INDIANAPOLIS —
Two years ago, Gov. Mitch Daniels set out to reform prison sentencing in Indiana, convinced that the state’s spiraling prison costs were eventually going to squeeze out other budget priorities, including education.
For a long list of reasons — including significant resistance from prosecutors around the state — he couldn’t get it done.
But now, his sister might.
Deborah Daniels is a former prosecutor who served as a U.S. assistant attorney general in President George W. Bush administration’s before returning to Indiana to practice law.
In early 2011, she played a supportive role in crafting the legislative proposal that her brother championed as a solution to the state’s rising prison costs.
That proposal was built on a set of reforms governing sentencing and parole. The details are complex but goal straightforward:
Make punishment more proportional to the crime, reserve prison for the most serious offenders, and get the drug addicts and low-level offenders out from behind prison bars and into treatment and supervision programs to reduce recidivism.
It was such an ambitious proposal that it’s not surprising that it didn’t gain the traction needed to pass through the Indiana General Assembly in 2011. Many thought sentencing reform had just died.
But Deborah Daniels helped revive it.
In the summer of 2011, the legislative-appointed Criminal Code Evaluation Commission asked her to head up a “work group” of attorneys who took an intensive look at Indiana’s criminal laws.
That work group included Andrew Cullen of the Indiana Public Defender Council and Suzanne O’Malley of the Indiana Prosecuting Attorneys Council — representing two strong and often opposing points of view — as well as a former Marion County drug prosecutor and a small army of law school interns.
They spent months identifying where Indiana’s criminal code was inconsistent, redundant, and top-heavy in punishment.
Then, working with the commission members, they recommended changes to the code to make it more fair.
Typical of the recommendations they made: Someone caught near a schoolyard with a few grams of cocaine shouldn’t face a harsher prison sentence than a rapist.
The work of that group is what formed the framework for a 422-page bill now in the General Assembly: Legislation that rewrites much of Indiana’s criminal code.
Once again, the proposal puts forth a set of reforms governing sentencing and parole. And once again, the details are complex but goal straightforward:
Make punishment more proportional to the crime, reserve prison for the most serious offenders, and get the drug addicts and low-level offenders out from behind prison bars and into treatment and supervision programs to reduce recidivism.
The legislation has a long way to go. It contains elements — like reduction in drug penalties — that might scare lawmakers who like to keep an eye on the next election.

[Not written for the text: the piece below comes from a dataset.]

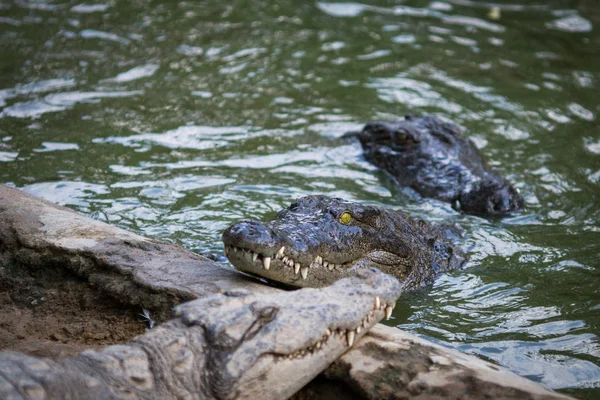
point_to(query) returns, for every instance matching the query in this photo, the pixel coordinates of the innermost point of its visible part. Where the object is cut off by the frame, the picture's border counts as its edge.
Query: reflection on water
(177, 119)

But it was Deborah Daniels — remember: a former prosecutor — who best described the thinking behind the effort, in an interview with the Indianapolis Business Journal:
“How do you find ways to help people take a different turn in life when they come out of prison, instead of treating them like criminals for the rest of their lives and thereby encouraging them to be criminals?” Daniels asked. “Can you make some changes that would give people a chance?”